With wingtips on cobblestones, you see a part of economic life that these data do not reveal.
Walk the streets in all directions of the Piazza Navona and what you find is a land of thrilling commercial activity. Money is exchanging hands in the manner of the ancient world, but the products are new. There are loads of so-called “pirate” goods — name-brand fakes that both buyer and seller understand are not the real thing. Forget credit cards. No one takes them. It’s a cash-only world.
Actually, it’s not that different in the hundreds of bars and restaurants around the bustling parts of Rome. People don’t want plastic. Some take it, but dread it. Why? It all comes down to tax collection, regulation, and the massive apparatus of command-and-control that is modern politics. No one wants any part of it. If you can get away, you would be a fool not to.
And there aren’t too many fools in Rome.
The value-added tax is an angry bear, and an enterprise killer. It is enforced in the most wicked way. The tax police ride around in vans and pull up to the restaurants. They demand all records and check out whether the taxes are being enforced. I suppose it’s the Italian context here, but it seems more like a mob shakedown than public policy, and who can really tell the difference?
The whole scene is a reminder of how little we actually know for sure about the structure of the world economy. Some estimates suggest that one-half to two-thirds of the workers of the world owe their jobs and livelihoods to the existence of the “informal sector.” That means, essentially, living and trading outside the officially approved ways.
Anytime I talk to any Roman about politics, I ask the same two questions:
1) What does the government do around here?
The answer is always the same. It takes people’s money in whatever ways it can.
2) What does the government do with the money?
The answer is always the same. The money supports the politicians and bureaucracies.
And that’s how the whole political system works. Money in, money out. Why not just scrap the whole thing? Sure, but no one really knows how to do that.
As with every other democracy, the people slog to the polls at the appointed time and vote for some kind of dramatic change, every single time without exception. It never happens. A few years later, the same thing happens again, except that this time the state is bigger and more corrupt than ever. So on it goes.
As one Roman told me, the only real solution to the parasitic state is unthinkable. What that means in practice can be found variously in Shakespearean tragedies, and speaking about such things is rather dangerous. Besides, people are too busy trying to survive to bother with futile undertakings like revolution.

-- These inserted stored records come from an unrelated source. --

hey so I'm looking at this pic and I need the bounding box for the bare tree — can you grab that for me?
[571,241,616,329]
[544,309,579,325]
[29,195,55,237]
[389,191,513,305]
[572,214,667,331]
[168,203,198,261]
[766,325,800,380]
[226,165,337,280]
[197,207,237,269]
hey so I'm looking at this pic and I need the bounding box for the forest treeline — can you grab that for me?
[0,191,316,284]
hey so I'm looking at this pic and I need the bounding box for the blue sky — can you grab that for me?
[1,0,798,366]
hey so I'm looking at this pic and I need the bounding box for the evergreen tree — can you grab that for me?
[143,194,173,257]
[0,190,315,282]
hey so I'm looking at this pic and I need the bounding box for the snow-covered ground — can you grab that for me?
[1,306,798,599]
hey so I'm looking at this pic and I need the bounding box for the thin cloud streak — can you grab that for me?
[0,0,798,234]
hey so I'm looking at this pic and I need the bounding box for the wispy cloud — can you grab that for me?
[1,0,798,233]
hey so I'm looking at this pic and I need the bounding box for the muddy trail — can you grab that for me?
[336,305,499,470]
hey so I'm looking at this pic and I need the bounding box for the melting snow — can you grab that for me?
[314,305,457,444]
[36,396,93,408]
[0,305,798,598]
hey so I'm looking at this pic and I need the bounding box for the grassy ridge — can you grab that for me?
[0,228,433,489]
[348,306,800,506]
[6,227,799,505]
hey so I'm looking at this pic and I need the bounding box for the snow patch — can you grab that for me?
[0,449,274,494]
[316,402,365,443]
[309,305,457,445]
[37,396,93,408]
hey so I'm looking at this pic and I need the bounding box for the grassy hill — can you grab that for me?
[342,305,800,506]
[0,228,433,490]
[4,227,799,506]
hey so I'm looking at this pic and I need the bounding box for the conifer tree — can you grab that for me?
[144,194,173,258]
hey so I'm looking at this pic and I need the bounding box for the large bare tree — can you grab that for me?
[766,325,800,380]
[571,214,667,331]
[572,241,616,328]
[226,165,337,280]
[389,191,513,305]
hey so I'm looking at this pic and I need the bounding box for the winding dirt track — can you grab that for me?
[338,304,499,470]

Rome is surely one of the busiest commercial places on Earth. Marketing is a way of life. Buying and selling are the essence of all activity. People here are the world masters of extracting money from tourists, especially naive Americans who know nothing of the streetwise ways of the old-world merchant class.

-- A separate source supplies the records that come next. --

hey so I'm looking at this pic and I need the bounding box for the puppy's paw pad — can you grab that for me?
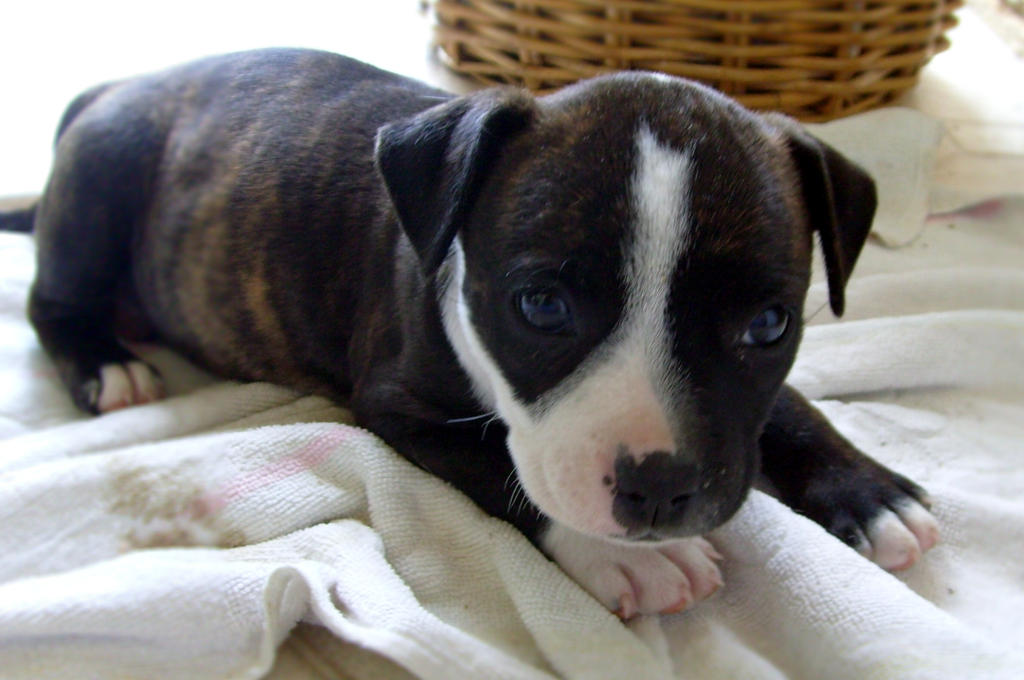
[542,525,722,619]
[96,361,164,413]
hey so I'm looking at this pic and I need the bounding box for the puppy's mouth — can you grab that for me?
[514,448,754,542]
[613,529,690,543]
[607,498,740,542]
[604,490,749,543]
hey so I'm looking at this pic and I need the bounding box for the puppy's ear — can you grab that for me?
[766,114,877,316]
[375,88,536,275]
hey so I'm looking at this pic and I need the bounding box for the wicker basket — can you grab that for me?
[433,0,962,121]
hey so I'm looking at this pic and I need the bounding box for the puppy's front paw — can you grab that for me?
[541,523,723,619]
[84,360,165,413]
[812,469,938,571]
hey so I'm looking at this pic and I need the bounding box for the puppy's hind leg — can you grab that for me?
[29,114,164,414]
[29,295,164,414]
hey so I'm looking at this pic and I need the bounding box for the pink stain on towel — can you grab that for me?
[189,426,359,518]
[927,198,1006,222]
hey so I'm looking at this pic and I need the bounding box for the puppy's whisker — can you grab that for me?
[445,412,496,425]
[508,478,533,517]
[803,300,829,324]
[507,478,523,515]
[482,413,500,439]
[517,486,532,515]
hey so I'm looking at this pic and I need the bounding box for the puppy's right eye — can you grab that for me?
[741,305,790,346]
[517,289,573,333]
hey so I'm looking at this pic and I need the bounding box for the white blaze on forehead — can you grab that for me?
[625,127,692,368]
[437,126,695,535]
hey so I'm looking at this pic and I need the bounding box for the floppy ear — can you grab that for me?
[374,88,537,275]
[765,114,877,317]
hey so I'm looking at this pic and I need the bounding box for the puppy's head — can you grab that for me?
[376,73,875,542]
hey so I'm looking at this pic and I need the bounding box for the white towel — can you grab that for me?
[2,110,1024,678]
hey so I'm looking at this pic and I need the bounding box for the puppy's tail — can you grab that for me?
[0,200,37,233]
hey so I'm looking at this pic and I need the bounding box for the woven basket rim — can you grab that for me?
[432,0,962,121]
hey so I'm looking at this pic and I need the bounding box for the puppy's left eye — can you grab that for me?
[742,305,790,346]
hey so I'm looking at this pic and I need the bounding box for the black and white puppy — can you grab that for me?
[3,49,938,618]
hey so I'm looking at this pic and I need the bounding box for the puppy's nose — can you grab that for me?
[612,451,699,533]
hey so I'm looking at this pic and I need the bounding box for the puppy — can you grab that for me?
[2,48,938,617]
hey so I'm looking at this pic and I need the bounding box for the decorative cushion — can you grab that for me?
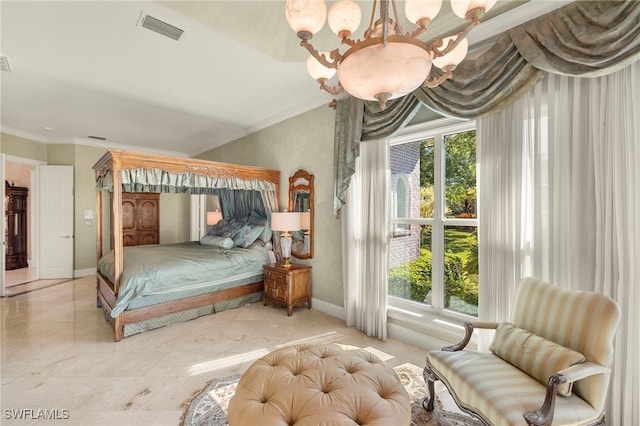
[238,223,265,248]
[248,210,272,242]
[489,322,586,396]
[199,235,234,249]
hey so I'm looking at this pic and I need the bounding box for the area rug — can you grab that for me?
[181,362,481,426]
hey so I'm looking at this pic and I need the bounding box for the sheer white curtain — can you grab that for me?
[342,139,390,339]
[478,61,639,425]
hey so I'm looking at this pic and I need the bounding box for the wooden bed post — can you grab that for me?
[111,159,124,342]
[95,189,103,308]
[111,158,123,295]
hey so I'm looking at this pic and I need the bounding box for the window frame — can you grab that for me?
[387,117,478,326]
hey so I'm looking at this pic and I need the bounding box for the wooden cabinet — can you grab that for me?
[5,181,29,270]
[263,263,312,316]
[122,192,159,247]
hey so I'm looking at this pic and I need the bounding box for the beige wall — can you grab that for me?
[159,193,191,244]
[195,105,345,308]
[1,133,48,162]
[1,134,192,273]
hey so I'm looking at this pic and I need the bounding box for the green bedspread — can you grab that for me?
[98,241,270,317]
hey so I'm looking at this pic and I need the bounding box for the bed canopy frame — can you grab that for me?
[93,149,280,341]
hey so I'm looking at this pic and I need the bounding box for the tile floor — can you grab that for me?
[3,267,70,297]
[4,267,38,286]
[1,276,430,425]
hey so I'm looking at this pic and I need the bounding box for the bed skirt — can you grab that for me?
[102,291,264,338]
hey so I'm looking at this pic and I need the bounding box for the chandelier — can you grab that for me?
[285,0,497,109]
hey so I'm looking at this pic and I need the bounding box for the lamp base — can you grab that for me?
[279,233,293,268]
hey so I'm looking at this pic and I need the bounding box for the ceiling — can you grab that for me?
[0,1,570,157]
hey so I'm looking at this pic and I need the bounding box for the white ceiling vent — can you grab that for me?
[137,11,183,41]
[0,55,12,72]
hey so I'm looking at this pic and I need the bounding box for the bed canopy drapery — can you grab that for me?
[94,149,280,286]
[96,167,278,219]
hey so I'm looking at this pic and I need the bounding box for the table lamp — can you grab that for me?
[270,211,301,267]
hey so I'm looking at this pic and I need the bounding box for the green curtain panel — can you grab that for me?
[333,0,640,214]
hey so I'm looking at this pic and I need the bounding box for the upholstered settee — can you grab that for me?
[423,277,621,426]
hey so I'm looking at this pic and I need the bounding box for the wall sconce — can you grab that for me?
[270,211,301,267]
[207,210,223,226]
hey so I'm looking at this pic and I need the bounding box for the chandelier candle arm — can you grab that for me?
[301,39,340,69]
[430,24,474,60]
[318,79,345,96]
[423,67,453,88]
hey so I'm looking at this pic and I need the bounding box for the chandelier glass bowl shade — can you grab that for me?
[285,0,497,109]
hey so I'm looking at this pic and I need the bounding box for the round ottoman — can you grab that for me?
[227,343,410,425]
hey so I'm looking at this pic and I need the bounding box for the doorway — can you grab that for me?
[4,157,38,286]
[1,155,68,296]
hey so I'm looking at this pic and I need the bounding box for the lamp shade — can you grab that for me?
[450,0,497,20]
[286,0,327,35]
[206,210,223,225]
[405,0,442,24]
[328,0,361,37]
[271,212,301,232]
[338,39,432,101]
[300,210,311,230]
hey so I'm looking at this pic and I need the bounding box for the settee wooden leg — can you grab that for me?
[422,365,437,411]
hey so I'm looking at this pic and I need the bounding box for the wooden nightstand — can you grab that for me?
[263,263,312,316]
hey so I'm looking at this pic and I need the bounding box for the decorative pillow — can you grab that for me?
[489,322,586,396]
[237,223,265,248]
[248,211,272,242]
[206,218,233,237]
[199,235,234,249]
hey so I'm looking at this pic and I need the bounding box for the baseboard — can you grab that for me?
[311,298,452,352]
[74,268,96,278]
[311,298,345,320]
[387,321,450,352]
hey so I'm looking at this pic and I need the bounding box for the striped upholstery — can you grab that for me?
[428,351,600,426]
[426,277,622,426]
[511,278,621,412]
[489,322,585,396]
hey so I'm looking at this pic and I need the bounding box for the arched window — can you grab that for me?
[393,175,410,236]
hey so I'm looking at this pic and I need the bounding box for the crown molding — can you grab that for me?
[1,127,186,158]
[1,126,49,143]
[189,94,330,157]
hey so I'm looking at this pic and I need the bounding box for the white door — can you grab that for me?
[38,165,74,279]
[0,154,6,295]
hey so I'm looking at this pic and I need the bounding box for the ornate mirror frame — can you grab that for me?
[288,169,314,259]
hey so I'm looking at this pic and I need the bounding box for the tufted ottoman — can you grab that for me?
[227,343,411,425]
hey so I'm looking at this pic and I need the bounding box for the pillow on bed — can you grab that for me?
[199,235,234,249]
[236,223,265,248]
[248,211,272,242]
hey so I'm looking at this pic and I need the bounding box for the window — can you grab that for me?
[392,175,411,236]
[388,121,478,318]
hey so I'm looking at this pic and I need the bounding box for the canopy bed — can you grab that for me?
[93,150,280,341]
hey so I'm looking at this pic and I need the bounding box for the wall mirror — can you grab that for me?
[288,169,314,259]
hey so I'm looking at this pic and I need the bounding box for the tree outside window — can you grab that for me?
[389,127,478,317]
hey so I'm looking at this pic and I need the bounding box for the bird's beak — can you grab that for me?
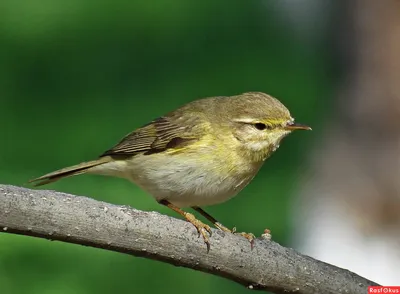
[285,121,312,131]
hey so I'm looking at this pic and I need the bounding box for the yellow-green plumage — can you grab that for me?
[30,92,310,208]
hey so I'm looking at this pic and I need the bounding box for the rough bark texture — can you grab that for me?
[0,184,378,293]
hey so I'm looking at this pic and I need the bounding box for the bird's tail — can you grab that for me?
[29,156,112,186]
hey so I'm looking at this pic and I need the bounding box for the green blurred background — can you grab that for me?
[0,1,332,293]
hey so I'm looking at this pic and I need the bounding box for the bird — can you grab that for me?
[30,92,311,251]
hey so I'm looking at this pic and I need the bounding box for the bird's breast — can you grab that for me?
[118,151,263,208]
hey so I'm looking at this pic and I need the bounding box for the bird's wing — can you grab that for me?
[100,116,200,157]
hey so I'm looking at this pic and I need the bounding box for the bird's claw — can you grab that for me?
[215,222,255,249]
[235,232,256,250]
[185,213,212,252]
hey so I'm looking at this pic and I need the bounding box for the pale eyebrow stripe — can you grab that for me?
[233,118,295,127]
[233,118,285,124]
[232,118,256,123]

Given all this busy-as-bees commerce, where is the burgeoning prosperity? By historical standards, people are doing well. By standards of the U.S., Canada, and Asia, not so much. Why can’t Italy and the whole of Europe put a stop to the decline and re-enter a growth path? Why does all this commercial activity not translate to real economic growth?
Rising prosperity is simply not possible without that much-maligned but still-essential institution called private capital. Private capital allows long-term investment and complex divisions of labor and specialization and creates the infrastructure for long-term economic thriving.

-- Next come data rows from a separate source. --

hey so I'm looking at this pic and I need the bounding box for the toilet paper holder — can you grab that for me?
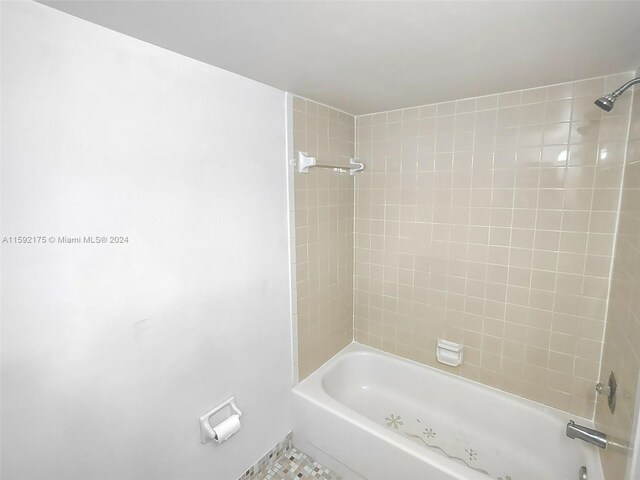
[199,396,243,444]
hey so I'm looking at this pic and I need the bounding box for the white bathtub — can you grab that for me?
[292,343,603,480]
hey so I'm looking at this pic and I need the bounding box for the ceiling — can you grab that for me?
[40,1,640,114]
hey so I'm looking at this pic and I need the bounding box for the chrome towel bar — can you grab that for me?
[297,152,364,175]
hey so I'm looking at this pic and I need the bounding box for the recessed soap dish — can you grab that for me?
[436,339,463,367]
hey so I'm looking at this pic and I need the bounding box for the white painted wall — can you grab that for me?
[0,2,292,479]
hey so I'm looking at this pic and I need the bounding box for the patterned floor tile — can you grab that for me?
[257,447,342,480]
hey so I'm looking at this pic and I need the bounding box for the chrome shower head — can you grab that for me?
[594,76,640,112]
[594,94,615,112]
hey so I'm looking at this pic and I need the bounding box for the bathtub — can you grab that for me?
[292,343,603,480]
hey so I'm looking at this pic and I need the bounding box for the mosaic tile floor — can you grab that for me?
[257,447,342,480]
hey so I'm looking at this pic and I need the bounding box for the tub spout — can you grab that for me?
[566,420,607,449]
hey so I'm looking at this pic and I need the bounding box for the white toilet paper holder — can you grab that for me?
[199,397,243,444]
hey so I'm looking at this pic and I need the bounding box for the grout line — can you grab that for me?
[352,115,358,343]
[285,92,300,387]
[356,71,634,118]
[291,93,355,117]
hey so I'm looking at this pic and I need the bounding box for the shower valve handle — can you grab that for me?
[595,382,610,396]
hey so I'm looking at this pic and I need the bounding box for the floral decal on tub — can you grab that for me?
[384,414,403,429]
[465,448,478,462]
[423,427,436,438]
[382,414,513,480]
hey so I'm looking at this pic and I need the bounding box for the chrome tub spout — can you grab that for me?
[566,421,607,449]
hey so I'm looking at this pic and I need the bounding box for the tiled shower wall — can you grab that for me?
[353,73,633,417]
[293,97,355,380]
[596,82,640,480]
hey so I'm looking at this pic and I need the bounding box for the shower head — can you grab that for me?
[594,94,615,112]
[594,76,640,112]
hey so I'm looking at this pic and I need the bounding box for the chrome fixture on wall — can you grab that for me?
[596,371,617,414]
[297,151,365,175]
[566,420,608,449]
[594,76,640,111]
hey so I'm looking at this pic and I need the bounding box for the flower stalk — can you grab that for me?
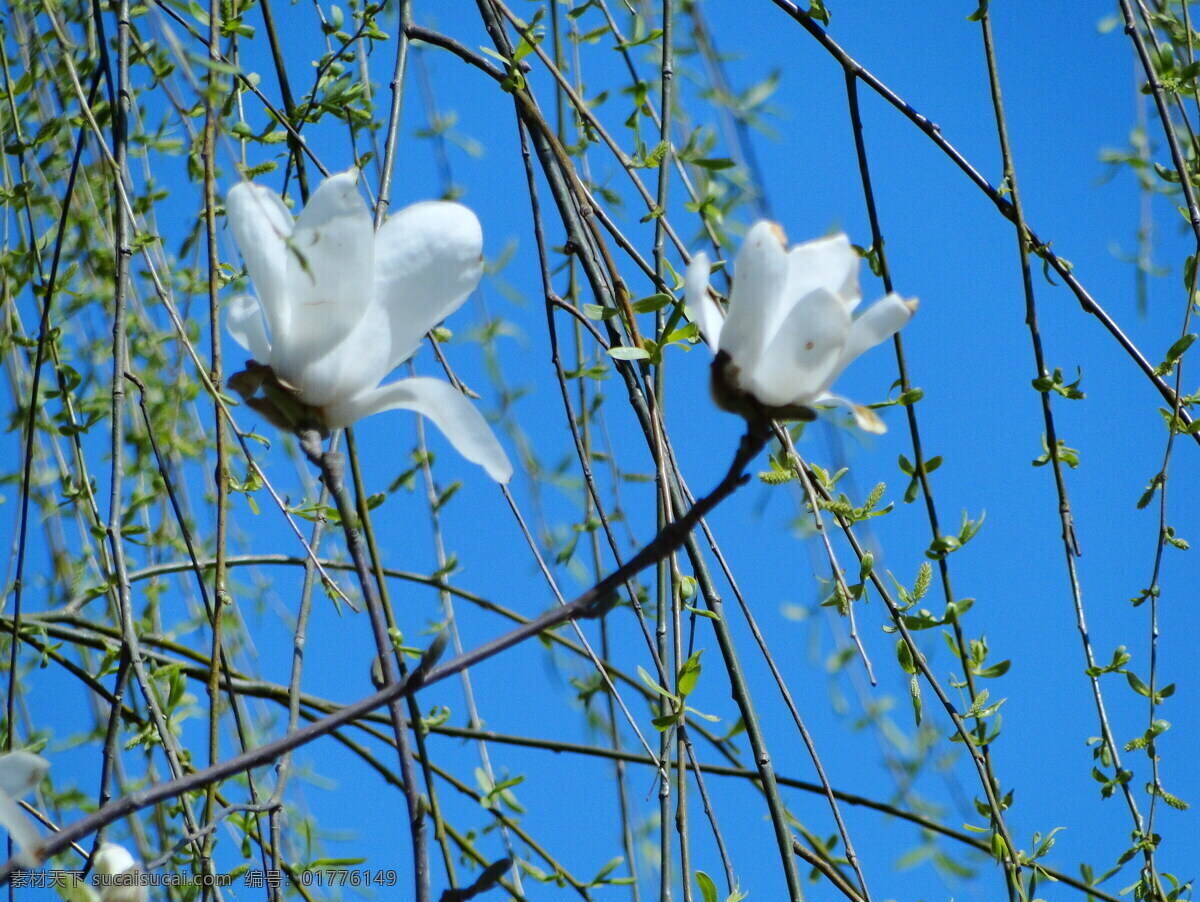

But all over Europe, the capital stock is seriously depleted. It’s been killed by the VAT, by intrusive politicians, but most of all but the desperate desire on the part of the ruling elite to steal anything and everything in sight. People traditionally blame invaders for the fall of Rome. Nonsense.
The invaders are not the problem. The real problem are the nationals who know the system well enough to manage it for their own benefit and at the expense of everyone else.